I quietly hoard memoirs
It is not my habit to collect things. Scanning my house, new visitors are quick to ask when we moved here. As if the work of moving in is still unfinished. As if our decade of residence at this house should have more to show for itself. A friend of mine finds the echo on the other side of the phone haunting. She jokes she’s going to bring a U-Haul full of her junk to dump in the living room of my “empty cave of a house.” The horror.
While I do favor open space and a more minimalist decor, I will confess that I have been hoarding memoirs. With the honesty and vulnerability we’ve come to hide from one another in everyday life, each testimony bares a life of struggle, great strength and tenacity, and hard-earned personal triumph. Generously, the authors have used their own life to teach strangers. These gifts are the stories of our elders.
They are wise and resilient, much like the ancient redwoods that house our smaller forest neighbors, and tower over our nestled home, standing guard over our daily lives.
One sunny day, I hauled my memoirs to the part of my deck closest to where the redwoods live.
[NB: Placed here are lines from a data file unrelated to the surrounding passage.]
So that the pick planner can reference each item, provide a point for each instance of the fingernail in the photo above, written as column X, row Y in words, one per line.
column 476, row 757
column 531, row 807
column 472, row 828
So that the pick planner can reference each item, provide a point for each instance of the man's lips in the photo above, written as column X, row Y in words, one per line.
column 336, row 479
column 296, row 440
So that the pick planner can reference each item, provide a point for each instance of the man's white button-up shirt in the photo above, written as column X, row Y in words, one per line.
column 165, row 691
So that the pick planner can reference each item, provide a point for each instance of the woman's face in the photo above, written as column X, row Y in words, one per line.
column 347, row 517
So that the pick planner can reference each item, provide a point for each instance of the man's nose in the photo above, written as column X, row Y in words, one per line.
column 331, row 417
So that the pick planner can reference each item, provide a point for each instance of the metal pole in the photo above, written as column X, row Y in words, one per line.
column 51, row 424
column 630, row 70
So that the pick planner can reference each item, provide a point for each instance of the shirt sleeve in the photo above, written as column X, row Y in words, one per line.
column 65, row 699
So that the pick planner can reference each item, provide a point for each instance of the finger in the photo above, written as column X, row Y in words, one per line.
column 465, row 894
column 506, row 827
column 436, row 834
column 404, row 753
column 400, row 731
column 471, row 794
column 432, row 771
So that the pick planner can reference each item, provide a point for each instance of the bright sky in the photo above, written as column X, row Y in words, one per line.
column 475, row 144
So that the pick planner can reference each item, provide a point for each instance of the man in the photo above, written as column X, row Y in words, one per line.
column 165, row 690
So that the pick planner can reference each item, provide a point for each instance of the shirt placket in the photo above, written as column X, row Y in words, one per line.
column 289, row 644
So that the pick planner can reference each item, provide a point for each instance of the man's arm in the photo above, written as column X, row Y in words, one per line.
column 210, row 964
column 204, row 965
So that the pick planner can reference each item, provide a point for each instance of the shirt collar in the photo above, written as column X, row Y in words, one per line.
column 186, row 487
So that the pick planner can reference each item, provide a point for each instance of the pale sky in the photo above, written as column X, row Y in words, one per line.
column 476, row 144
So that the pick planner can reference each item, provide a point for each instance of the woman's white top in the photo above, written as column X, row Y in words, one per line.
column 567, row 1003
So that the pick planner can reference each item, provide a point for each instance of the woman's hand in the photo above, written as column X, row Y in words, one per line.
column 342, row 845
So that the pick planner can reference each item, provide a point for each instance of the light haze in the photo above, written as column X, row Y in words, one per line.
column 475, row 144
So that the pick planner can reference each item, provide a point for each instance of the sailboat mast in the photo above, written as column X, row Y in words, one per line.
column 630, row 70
I figured my collection had grown taller me (like both of my sons already have), but how tall? As I picked up each book, I reminisced about the author’s journey. As I kept adding to the stack, so many lives flashed before me, distorting time and contracting space, leaving behind the warm feeling of human connection. I welcomed the kaleidoscope of emotions that passed through me.
Yes, my library of memoirs houses trauma; it’s also a beautiful gathering of hearts and minds, of journeys, of courage and resilience, of hope.
These memoirists, like the trees, dug deep in order to grow, transcend limitations, and find sustaining light. And like the roots of redwoods that intertwine with one another for greater stability, their collective voices form a communal strength——a testament to how remarkable the human spirit truly is.
This collection provides me with the exact tincture of inspiration I might need on any given day. And that beautiful spring day on the deck under the redwoods, it reminded me that the important things in life can’t be measured.